I also had one of the most important talks of my life, at Kings Road Café in Los Angeles. It was my first time meeting a relatively new friend (Noah Kinsey) I knew from Twitter and Instagram. We met for coffee, and I listened to him talk about his experiences in The Industry (aka Hollywood). As he spoke, I could almost hear my dreams come crashing down. This was not his fault. He had no idea what was going through my head over the innocuous coffee. What he was doing was the best favor anyone could ever do for me: he was telling me the hard truth. I needed to hear it, and I needed to hear it RIGHT THEN. Suddenly I realized I had gone about everything wrong. I had not, as my counselor from years ago said, “arrived in style” and I had in fact rushed to try to make things happen.
Don’t do this.
And it’s a cliché, but if things sound too good to be true, that’s a red flag. Far too many “too good to be true” things happened in a very short period of time. Those chickens came home to roost, and they raked some sharp talons across my soul. Things began to collapse quickly. I won’t go into all the gory details. Maybe one day, but I’m still not ready for that yet.
I knew what I had to do. And it’s one of the hardest things a person can do: I had to admit defeat. I had to admit I had messed up. The timing was wrong. My body was broken, my heart as well, my finances perhaps irreparably for the foreseeable future. I wouldn’t be able to publish my third book in the time frame I wanted, thanks to all of this. It was time to pack it in.
By sheer luck, two job leads approached me without my having applied to either. Both remote. I accepted both gladly. But it took me until now, months later, to be able to start ramping up my work for them. It’s been one thing after another, a brutal onslaught of problems, and I could only do so much.
With all the heartbreak, disappointment, anxiety, fear, physical pain, poor sleep, illness, and just outright exhaustion, fiction withered for me. I just couldn’t write my way out of this one.
So I simply chose not to.
I did other things. I painted watercolors, I baked, I rested, I started walking more and more, and being able to withstand the pain for longer, or it lessened, or both. Exhaustion didn’t go away. It still hasn’t. There’s still too much to process. There are times in which I am overwhelmed by sadness over so many things that went wrong.
But I have to think, I can’t beat myself up over this. I put my all into my goals. I had the purest intent, which long-term would mean that I ensured my children went to college, and that I would “break big” for them, ultimately. That the income wouldn’t all vanish every month to bills and debt and rent.
At this moment, I’m in a burnout phase. Logic tells me, with a Vulcan eyebrow raised, that it will not last. Trudging through a slurry of ashes mixed with tears is not a fun walk. But the tears will dry, and I will sweep away the ashes one day.
I also know I’m not alone, and I know I am supported. My family loves me, for which I am forever grateful. Some dear friends have checked in on me daily.
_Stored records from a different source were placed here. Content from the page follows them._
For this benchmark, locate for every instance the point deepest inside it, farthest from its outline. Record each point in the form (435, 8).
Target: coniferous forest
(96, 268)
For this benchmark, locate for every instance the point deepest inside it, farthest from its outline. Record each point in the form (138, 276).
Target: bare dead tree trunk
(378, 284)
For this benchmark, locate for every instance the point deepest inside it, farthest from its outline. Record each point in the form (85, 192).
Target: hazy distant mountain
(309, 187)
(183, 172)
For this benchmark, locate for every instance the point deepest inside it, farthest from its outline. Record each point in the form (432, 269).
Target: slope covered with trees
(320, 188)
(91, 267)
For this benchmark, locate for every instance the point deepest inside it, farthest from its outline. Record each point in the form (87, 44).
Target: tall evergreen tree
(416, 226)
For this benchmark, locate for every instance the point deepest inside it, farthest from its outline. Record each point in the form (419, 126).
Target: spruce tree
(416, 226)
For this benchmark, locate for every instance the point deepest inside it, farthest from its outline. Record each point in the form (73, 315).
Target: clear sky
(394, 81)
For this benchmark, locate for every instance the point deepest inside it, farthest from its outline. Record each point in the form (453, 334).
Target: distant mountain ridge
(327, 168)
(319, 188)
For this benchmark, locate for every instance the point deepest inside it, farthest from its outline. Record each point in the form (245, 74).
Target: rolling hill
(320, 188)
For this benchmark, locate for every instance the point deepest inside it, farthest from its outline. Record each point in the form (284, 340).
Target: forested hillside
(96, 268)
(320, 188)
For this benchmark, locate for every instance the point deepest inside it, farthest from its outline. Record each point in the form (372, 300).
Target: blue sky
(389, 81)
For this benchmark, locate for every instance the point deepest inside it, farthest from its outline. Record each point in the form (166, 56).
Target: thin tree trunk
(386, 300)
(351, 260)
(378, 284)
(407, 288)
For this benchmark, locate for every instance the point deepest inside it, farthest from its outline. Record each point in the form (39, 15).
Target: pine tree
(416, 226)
I notice I feel better when I step away from social media for longer periods of time, too.
It really is okay to take a break.
Even though it hurts quite literally, I’m putting one foot in front of the other and moving forward. Planning to go to conventions, to panels, on trips. Putting things on the calendar so I can cross off the days to get to them.
Once I get past this part of my life, I will sigh again, and it will be from relief.